Let’s begin with outdoor temperature and hours of daylight, because they have a huge impact on quail egg season for all breeds. Our weather is unpredictable, every year so when quail begin to start laying will vary.
This year it was the later of part of April.
Bobwhite quail lay eggs between March/April and Oct/Nov? Their fertile season is almost compatible with daylight savings time and temperature has a huge impact.
If you’re looking to raise bobwhites for the purpose of eggs it’s really best to establish your flock in the late summer or early fall. This way you can expect your females to begin egg production the following spring.
It takes 16 weeks for Bobwhites to reach maturity and almost 24 weeks for the females to begin laying eggs. Its unlikely spring chicks will begin producing eggs that first season, keep in mind this doesn’t always hold true, some will begin laying if they were hatched early in the spring.
Egg Production and Active Females
One female will lay about 100 eggs their first season, this isn’t fantastic compared to the coturnix who lay almost double.
For this reason I really only raise my bobwhite for meat and some are released to help increase population.
We’re approaching a fun time in the sanctuary because the females are very active as they hunt for bugs between finding a safe place to lay their eggs. During this time the females will also look around to choose their mate.
That’s right the females decide who they will pair off with and sometimes they’ll choose up to three different males per season.
Since quail naturally hide in tall grass this is also where they build their nests. It makes sense that spring is breeding season because this is when the grass is tall and thick. Warmer temperatures and extended daylight is the final ingredient for amazing egg production.
This is a new nest that was made inside one of the shelters. If this nest hatches successfully the female may choose to raise the off spring by herself or with her mate.

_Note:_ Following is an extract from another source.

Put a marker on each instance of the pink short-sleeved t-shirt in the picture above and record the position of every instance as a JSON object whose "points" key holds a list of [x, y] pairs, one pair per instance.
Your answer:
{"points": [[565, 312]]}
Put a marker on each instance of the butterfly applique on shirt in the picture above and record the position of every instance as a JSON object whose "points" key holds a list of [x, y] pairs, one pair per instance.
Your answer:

On occasion I see bobwhite pairs roaming the sanctuary as they weave between the grasses to where I’m assuming is another nest area.
This pairing off is interesting to watch and it very common to see a male and female incubate and raise the chicks together. Sometimes however the females will leave the nest for the males to raise alone.
It’s been my experience the female will stick around until the chicks are at least 6 weeks old.
The value isn’t so much egg consumption for quail owners it’s what can happen if a flock hatches their own eggs. That new life is pretty incredible and a great way to keep your flock growing strong in a natural environment.